The basic story has had a bit of a tweak, but doesn't stray too far from the original's party in a haunted house plot. Angela, now doing e-vites because this is a modern retelling, again hosts a Halloween party, this time at a house where a bunch of people disappeared and a woman hung herself on Halloween years before. Edward Furlong, stepping up slightly from the abysmal Cruel World, is a small time drug dealer who has to sell big at the party or he's in trouble. Furlong looks terrible, but he must be fairly fit because he's able to toss demons off his back with ease. Anyway, the cops shut the party down, and Furlong, some stragglers and Angela stay behind after all the others leave.
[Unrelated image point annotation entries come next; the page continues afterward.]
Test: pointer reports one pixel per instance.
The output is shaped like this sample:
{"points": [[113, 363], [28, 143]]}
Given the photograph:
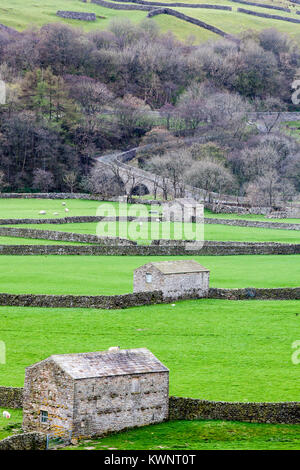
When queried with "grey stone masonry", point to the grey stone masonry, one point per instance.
{"points": [[176, 279], [24, 441], [91, 394], [253, 223], [11, 397], [157, 248], [77, 15]]}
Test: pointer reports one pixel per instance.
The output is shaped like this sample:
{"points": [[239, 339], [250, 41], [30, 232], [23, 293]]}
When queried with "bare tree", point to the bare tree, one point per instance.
{"points": [[71, 179], [43, 180]]}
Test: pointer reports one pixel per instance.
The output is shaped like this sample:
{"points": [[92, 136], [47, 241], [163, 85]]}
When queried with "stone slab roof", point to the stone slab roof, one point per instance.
{"points": [[109, 363], [179, 267]]}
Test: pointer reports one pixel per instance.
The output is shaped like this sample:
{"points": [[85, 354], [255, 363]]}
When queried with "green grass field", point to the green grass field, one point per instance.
{"points": [[156, 230], [33, 241], [254, 217], [100, 275], [184, 435], [8, 427], [201, 435], [215, 349], [31, 13], [30, 208]]}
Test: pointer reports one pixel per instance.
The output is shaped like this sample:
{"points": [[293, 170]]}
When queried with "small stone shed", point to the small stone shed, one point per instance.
{"points": [[183, 210], [90, 394], [180, 278]]}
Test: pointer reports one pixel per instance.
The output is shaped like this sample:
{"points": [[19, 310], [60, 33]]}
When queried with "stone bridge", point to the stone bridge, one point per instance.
{"points": [[141, 182]]}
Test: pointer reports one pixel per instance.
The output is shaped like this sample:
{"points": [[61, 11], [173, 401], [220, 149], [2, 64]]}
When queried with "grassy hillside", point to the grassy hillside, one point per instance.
{"points": [[20, 15]]}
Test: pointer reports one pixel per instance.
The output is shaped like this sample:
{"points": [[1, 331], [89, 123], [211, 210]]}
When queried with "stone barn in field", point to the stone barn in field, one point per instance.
{"points": [[90, 394], [180, 278], [183, 210]]}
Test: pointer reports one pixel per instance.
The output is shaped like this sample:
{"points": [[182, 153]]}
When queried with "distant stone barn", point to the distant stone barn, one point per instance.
{"points": [[180, 278], [183, 210], [90, 394]]}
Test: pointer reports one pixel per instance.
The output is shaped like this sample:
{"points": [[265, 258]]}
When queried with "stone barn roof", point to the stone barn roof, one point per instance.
{"points": [[108, 363], [179, 267]]}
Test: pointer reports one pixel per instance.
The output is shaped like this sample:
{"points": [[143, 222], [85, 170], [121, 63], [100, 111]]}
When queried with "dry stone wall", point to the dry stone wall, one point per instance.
{"points": [[181, 408], [177, 249], [252, 293], [180, 4], [11, 397], [142, 298], [25, 441], [76, 15], [265, 15], [121, 6], [189, 19], [80, 301], [262, 5], [193, 409], [62, 236], [253, 223]]}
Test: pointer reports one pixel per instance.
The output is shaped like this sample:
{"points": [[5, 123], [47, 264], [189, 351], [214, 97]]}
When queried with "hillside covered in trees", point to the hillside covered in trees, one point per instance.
{"points": [[74, 95]]}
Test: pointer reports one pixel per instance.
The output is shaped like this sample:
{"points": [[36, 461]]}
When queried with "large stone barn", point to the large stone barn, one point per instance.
{"points": [[90, 394], [183, 210], [180, 278]]}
Furlong easily finds a hidden room in the basement which contains corpses, a development that makes you wonder if the police who were investigating the earlier disappearances even took a cursory look around the house, and then Angela gets possessed by a demon. Trapped on the property by a now mysteriously locked gate, the friends hunker down to unwillingly spend the night, little realising it won't be boredom that kills them.

The remake has quite a few nods to the original like bad acting, poor scripting, stupid dialogue, lame jokes and Linnea Quigley reprising her famous moment, but it really should have been more in the vein of Trenchard-Smith's follow up because that was, you know, good. The risqué content has been upped from the original, with demon anal sex and a more explicit ending to the original's lipstick gag, but the film has far less nudity. There's just a fleeting glimpse of one woman's chest, then some breasts that are either a fake mould or a terrible cross to bear for the poor actress that sports them. Other than that, clothes stay on. The gore is okay, but there's not a huge amount, and the demon makeup is laughable. The worst is Angela's, which makes her look like some sort of pasty goat monster.

The film directs a valid criticism at those that would pick apart the nonsensical proceedings, but then sets itself up for attack by trying to logically explain things like the demons' aversion to rust. Yes, rust. I don't get it either. Setting up the script for logical examination was a bad idea because the movie has a fairly major plot hole that means the demons are either racist or so stupid they deserve to be defeated.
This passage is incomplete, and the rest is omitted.